In this study, we explored the potential of VHFA as antibacterial agents. Herein, we also report the total synthesis of VHFA and the antibacterial activity against clinical isolates of MRSA. The antibacterial 2-allyl-3-bromo-2E-dodecenoic acid (1a), 2-allyl-3-chloro-2E-dodecenoic acid (2a), 2-allyl-3-bromo-2E-hexadecenoic acid (1b), and 2-allyl-3-chloro-2E-hexadecenoic acid (2b) were synthesized as displayed in Scheme 1.

Scheme 1.

Total synthesis of the antibacterial VHFA 1a-1b and 2a-2b.

2. Materials and Methods

2.1. Instrumentation

The glassware was flame dried under Ar or N₂ gas and assembled with a magnetic bar, stirrer, and septum. THF was distilled over CaH and dried over Na and benzophenone before use. Hexane, ether, and ethyl acetate were purified using simple distillation. DMI and other reagents were purchased from Aldrich and Acros Organics. All reactions were analyzed by ¹H NMR (300, 400, or 700 MHz) and ¹³C NMR (75, 100, or 176 MHz) using a Bruker DPX-300, Bruker Advance DRX-400, or Bruker Ascend Aeon 700 spectrometer. The samples were dissolved in 99.8% chloroform-d (CDCl₃), and the solvent signals at 7.26 (¹H) and 77.0 (¹³C) ppm were used as internal standards for hydrogen and carbon, respectively. The IR spectra were measured either on a Bruker Tensor 27 FT-IR spectrometer or a Thermo Nicolet 1S5.

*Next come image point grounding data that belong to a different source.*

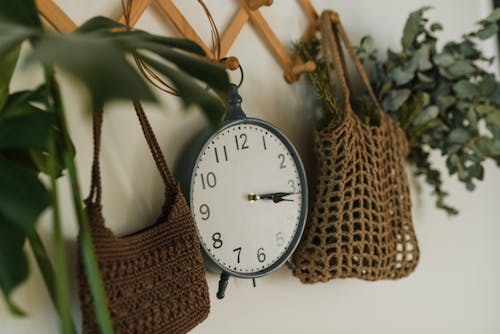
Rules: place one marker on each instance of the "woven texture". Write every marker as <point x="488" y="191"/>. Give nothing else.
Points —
<point x="154" y="279"/>
<point x="360" y="221"/>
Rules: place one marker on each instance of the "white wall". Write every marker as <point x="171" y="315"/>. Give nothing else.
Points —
<point x="455" y="288"/>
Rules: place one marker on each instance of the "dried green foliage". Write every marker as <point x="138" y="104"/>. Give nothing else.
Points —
<point x="331" y="114"/>
<point x="443" y="99"/>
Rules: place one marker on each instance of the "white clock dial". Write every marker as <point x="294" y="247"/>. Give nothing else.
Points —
<point x="246" y="198"/>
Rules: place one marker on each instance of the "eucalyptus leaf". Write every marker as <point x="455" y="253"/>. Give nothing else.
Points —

2.2. Synthesis of vinyl halogenated fatty acids

2.2.1. 2-Allyl-3-bromo-2E-dodecenoic acid (1a)

To 0.75 g (3.82 mmol) of 2-dodecynoic acid and bis(benzonitrile) palladium (II) chloride (0.073 g, 0.19 mmol, 5 mol%), was added dropwise, under a N₂ atmosphere, 33.0 mL (380 mmol) of allyl bromide at 0 °C. The reaction was left to react for 12 h after warming up to room temperature. The crude product was filtered through Celite and the resulting solvent was removed under vacuo. The crude product was purified over silica gel by eluting with hexane and ethyl acetate (7:3) to afford pure 1a (0.57 g, 1.80 mmol) as a yellow oil in a 42% yield. IR (neat) λ_max: 3700–2700 (O-H), 3082, 2929, 2858, 1695 (C=O), 1651 (C=C), 1598 (C=C), 1460, 1407, 1280, 1224, 1130, 1082, 992, 915, 724, 641 (C-Br) cm⁻¹. ¹H-NMR (CDCl₃, 300 MHz) δ (ppm) 5.86 (1H, ddt, Jt_rans = 17 Hz, J_cis = 10 Hz, J_vic = 6.2 Hz, H-2’), 5.11 (2H, m, H-3’), 3.32 (2H, brd, H-1’), 2.89 (2H, brt, H-4), 1.67 (2H, m, H-5), 1.28 (12H, s, H-6 to H-12), 0.91 (3H, t, J = 6.7 Hz, -CH3); ¹³C-NMR (CDCl₃, 75 MHz) δ (ppm) 171.04 (s, C-1), 147.06 (d, C-3), 133.58 (t, C-3’), 129.35 (s, C-2), 116.37 (d, C-2’), 40.40 (t), 38.84 (t), 31.86 (t), 29.43 (t), 29.31 (t), 29.27 (t), 28.92 (t), 28.74 (t), 28.20 (t), 14.07 (q).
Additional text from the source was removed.